El primer período de su producción está formado por novelas y narraciones cortas: El Dr. Rip (1931), Laia. Retaule de siluetes a ran de mar (1932), Aspectes (1934),Ariadna al laberint grotesc (1935), Miratge a Citerea (1935), Letizia i altres proses (1937), Petites proses blanques (1937) y La pluja (1938). Al finalizar la Guerra Civil escribe dos obras de teatro: Antígona, estrenada en 1958, que es un alegato contra la acción represiva de los vencedores, y Primera història d'Esther, estrenada en 1958, incisiva acusación contra el absolutismo y monumento lingüístico en homenaje a la lengua catalana.
El poeta aparece en el nuevo contexto político y social de la posguerra: Cementiri de Sinera (1946), Les cançons d'Ariadna (1949), Les hores (1952), Mrs. Death (1952), El caminant i el mur (1955), Final del laberint (1955), La pell de brau (1960), Llibre de Sinera (1962), Setmana Santa (1971). La meditación sobre la muerte es el tema dominante, en el que aparecen en contrapunto la voz colectiva de un pueblo que se rebela contra la sentencia de muerte y la voz íntima de un puro acento esencialista.
Nuevas narraciones: Tres sorores, Sota la fredor parada d'aquests ulls, sucedieron a su obra en prosa Dibuixos (amb algun mot) sobre temes clàssics (1976). El collage, para el teatro, de textos de diferente procedencia hilvanados por el diálogo entre Teseo-Espriu y Ariadna, con el título Ronda de mort a Sinera (1965), bajo la dirección de Ricard Salvat, ofrece el universo creativo del poeta. Una altra Fedra, si us plau (1978) incorpora el mito de Fedra en el cosmos espriuano que, con una trabazón y una coherencia absolutas, minan las coordenadas morales de los viejos estoicos y de la teología negativa de Eckehard y Cusano.
Coexisten en Fedra personajes grotescos y la mitificación de lugares y circunstancias de la historia inmediata. En evocació de Rosselló-Pòrcel i altres notes (1957) se reúnen comentarios y prólogos a obra ajena. Con Les roques i el mar, el blau (1981) conectaba, a través de una personal y original interpretación de mitos griegos, con la obra narrativa anterior y el carácter general de su obra.

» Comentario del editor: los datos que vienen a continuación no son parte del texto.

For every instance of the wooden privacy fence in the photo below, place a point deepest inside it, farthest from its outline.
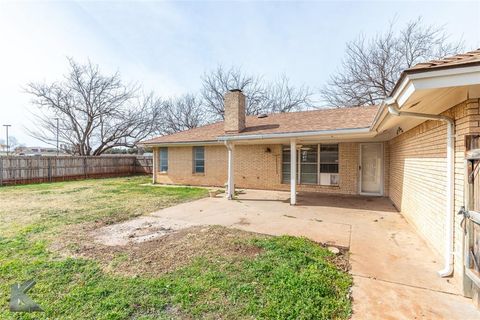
(26, 169)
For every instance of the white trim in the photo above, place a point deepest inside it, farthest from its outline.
(230, 173)
(295, 134)
(293, 165)
(382, 171)
(182, 144)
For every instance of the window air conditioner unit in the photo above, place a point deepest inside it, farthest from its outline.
(329, 179)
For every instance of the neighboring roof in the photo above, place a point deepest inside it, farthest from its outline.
(467, 59)
(458, 60)
(289, 122)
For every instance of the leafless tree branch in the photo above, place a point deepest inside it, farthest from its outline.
(371, 67)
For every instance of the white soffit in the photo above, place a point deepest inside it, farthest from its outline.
(448, 78)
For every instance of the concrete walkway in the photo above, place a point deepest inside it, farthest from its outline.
(394, 270)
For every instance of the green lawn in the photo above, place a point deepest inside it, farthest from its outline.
(290, 278)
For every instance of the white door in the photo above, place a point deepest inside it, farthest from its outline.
(371, 168)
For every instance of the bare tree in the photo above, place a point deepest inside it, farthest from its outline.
(371, 67)
(281, 96)
(182, 113)
(95, 112)
(220, 81)
(262, 97)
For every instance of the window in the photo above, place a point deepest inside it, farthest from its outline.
(329, 158)
(318, 164)
(163, 159)
(286, 164)
(308, 164)
(198, 159)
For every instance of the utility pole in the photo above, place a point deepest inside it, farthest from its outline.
(8, 145)
(57, 135)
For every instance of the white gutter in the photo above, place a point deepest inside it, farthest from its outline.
(294, 134)
(449, 250)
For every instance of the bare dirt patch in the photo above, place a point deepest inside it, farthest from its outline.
(162, 254)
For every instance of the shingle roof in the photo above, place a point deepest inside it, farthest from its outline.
(470, 58)
(458, 60)
(290, 122)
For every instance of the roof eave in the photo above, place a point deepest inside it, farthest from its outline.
(346, 131)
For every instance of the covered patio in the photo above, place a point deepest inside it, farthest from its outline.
(394, 270)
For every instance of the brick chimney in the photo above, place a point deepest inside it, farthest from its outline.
(234, 111)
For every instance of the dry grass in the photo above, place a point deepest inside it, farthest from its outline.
(165, 254)
(52, 205)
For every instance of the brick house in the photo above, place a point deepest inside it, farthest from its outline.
(411, 148)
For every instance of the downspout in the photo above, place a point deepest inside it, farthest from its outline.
(449, 216)
(230, 173)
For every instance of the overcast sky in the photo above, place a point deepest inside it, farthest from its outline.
(166, 46)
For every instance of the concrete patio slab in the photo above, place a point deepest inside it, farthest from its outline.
(394, 270)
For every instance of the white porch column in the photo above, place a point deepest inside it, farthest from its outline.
(293, 167)
(231, 180)
(154, 165)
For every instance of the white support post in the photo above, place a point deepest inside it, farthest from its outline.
(293, 167)
(231, 181)
(154, 165)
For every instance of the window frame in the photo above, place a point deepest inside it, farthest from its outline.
(160, 159)
(195, 160)
(318, 165)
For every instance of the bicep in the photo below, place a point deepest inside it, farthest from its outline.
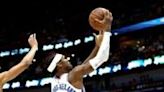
(13, 72)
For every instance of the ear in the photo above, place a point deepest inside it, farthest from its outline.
(59, 65)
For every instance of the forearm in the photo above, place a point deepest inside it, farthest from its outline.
(27, 60)
(19, 68)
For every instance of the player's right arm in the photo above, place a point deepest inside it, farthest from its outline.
(24, 64)
(75, 77)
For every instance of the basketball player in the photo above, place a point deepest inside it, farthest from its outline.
(24, 64)
(68, 79)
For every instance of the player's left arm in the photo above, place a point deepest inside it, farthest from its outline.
(24, 64)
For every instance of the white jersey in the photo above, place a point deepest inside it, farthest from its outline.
(62, 85)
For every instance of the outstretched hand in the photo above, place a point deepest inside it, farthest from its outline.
(98, 38)
(106, 22)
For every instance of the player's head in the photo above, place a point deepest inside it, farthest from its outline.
(59, 64)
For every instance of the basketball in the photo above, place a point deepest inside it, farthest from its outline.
(96, 14)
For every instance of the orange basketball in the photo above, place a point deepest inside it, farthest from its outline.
(96, 14)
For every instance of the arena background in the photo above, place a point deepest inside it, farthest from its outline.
(137, 45)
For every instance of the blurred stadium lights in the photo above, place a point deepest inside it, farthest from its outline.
(15, 85)
(159, 60)
(93, 73)
(139, 26)
(78, 41)
(6, 86)
(88, 39)
(32, 83)
(59, 45)
(68, 44)
(135, 64)
(147, 62)
(100, 71)
(105, 70)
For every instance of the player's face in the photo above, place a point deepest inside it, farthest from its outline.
(66, 63)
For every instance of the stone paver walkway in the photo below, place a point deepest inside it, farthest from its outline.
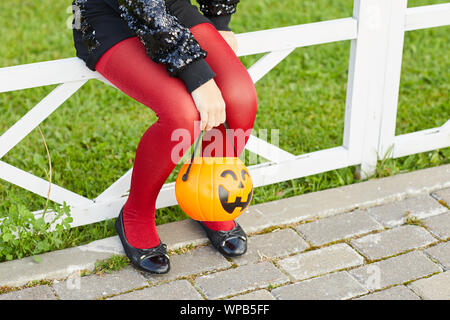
(393, 248)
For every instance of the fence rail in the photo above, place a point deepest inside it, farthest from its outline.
(376, 31)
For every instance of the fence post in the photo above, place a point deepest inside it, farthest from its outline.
(374, 78)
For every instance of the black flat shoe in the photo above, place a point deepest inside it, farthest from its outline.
(153, 260)
(230, 243)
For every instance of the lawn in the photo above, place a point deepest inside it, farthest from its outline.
(93, 136)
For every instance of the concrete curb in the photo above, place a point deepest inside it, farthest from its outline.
(63, 263)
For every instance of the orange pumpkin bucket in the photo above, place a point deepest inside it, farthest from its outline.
(214, 188)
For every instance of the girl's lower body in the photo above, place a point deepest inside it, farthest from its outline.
(127, 66)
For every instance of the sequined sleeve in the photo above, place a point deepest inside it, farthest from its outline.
(165, 39)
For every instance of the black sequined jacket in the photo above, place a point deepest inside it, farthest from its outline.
(161, 25)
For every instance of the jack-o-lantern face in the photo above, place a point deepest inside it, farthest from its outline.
(238, 193)
(216, 189)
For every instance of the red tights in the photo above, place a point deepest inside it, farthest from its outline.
(127, 66)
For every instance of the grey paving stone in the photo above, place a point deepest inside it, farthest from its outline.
(436, 287)
(359, 195)
(255, 295)
(240, 279)
(35, 293)
(395, 270)
(439, 225)
(271, 245)
(175, 290)
(321, 261)
(441, 253)
(334, 286)
(442, 195)
(391, 242)
(396, 213)
(338, 227)
(193, 262)
(182, 233)
(394, 293)
(95, 287)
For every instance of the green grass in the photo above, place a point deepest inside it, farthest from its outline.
(93, 136)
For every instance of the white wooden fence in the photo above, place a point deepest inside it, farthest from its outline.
(376, 31)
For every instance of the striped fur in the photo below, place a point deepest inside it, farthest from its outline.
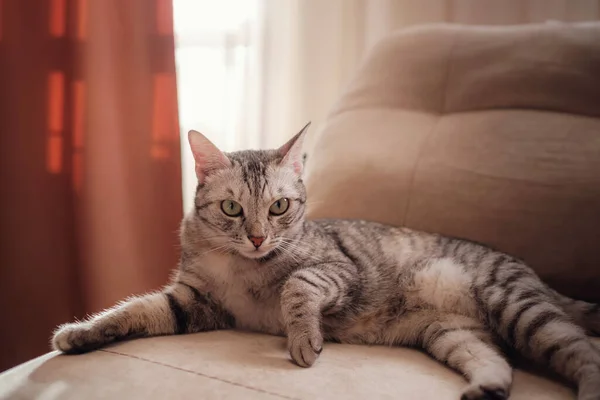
(350, 282)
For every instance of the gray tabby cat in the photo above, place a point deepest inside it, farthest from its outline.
(251, 261)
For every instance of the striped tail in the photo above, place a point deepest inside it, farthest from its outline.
(528, 316)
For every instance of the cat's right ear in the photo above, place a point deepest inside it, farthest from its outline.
(207, 156)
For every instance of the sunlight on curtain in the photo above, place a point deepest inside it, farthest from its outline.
(217, 57)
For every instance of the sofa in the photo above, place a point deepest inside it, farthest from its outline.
(486, 133)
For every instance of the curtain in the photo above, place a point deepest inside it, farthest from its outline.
(90, 172)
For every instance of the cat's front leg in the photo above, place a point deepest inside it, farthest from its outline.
(179, 308)
(304, 297)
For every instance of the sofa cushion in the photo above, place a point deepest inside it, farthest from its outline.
(234, 365)
(486, 133)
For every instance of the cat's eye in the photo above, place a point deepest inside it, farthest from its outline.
(231, 208)
(279, 207)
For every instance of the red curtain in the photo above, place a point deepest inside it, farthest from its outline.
(90, 173)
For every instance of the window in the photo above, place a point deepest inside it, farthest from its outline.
(217, 56)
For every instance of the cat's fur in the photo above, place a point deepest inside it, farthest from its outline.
(347, 281)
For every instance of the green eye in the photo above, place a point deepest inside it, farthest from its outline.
(231, 208)
(279, 207)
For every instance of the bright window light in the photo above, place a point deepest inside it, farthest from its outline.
(215, 49)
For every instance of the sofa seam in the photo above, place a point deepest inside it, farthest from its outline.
(216, 378)
(442, 112)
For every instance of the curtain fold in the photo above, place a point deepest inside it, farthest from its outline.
(90, 172)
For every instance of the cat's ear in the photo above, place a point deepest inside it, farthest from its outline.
(292, 151)
(207, 156)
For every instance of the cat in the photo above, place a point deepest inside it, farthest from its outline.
(251, 261)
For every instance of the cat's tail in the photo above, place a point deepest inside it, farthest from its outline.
(586, 315)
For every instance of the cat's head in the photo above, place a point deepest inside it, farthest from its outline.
(248, 202)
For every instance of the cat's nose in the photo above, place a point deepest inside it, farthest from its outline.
(256, 240)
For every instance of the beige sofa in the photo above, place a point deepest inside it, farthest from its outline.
(491, 134)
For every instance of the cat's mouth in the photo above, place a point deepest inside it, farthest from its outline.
(257, 253)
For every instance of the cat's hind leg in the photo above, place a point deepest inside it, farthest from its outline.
(528, 317)
(464, 344)
(586, 315)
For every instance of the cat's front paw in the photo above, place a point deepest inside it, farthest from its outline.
(79, 337)
(305, 346)
(481, 392)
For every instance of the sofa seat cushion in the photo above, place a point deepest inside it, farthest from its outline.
(236, 365)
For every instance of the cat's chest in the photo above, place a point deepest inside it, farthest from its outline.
(254, 311)
(255, 307)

Espriu ha sido uno de los poetas más musicados por los componentes de «La Nova Cançó», especialmente por el cantante valenciano Raimon, hecho que ha contribuido a convertirlo en uno de los poetas símbolos de la recuperación de la identidad catalana, como se reflejó en el homenaje público y nacional con motivo de su muerte en 1985.
La obra de Espriu ha tenido una amplia audiencia en Cataluña que ha irradiado, a través de múltiples traducciones, no sólo en el resto de España, sino a Europa, como lo atestigua la concesión del premio Montaigne (1971). En 1969 le fue concedido el Premi d'Honor de les Lletres Catalanes.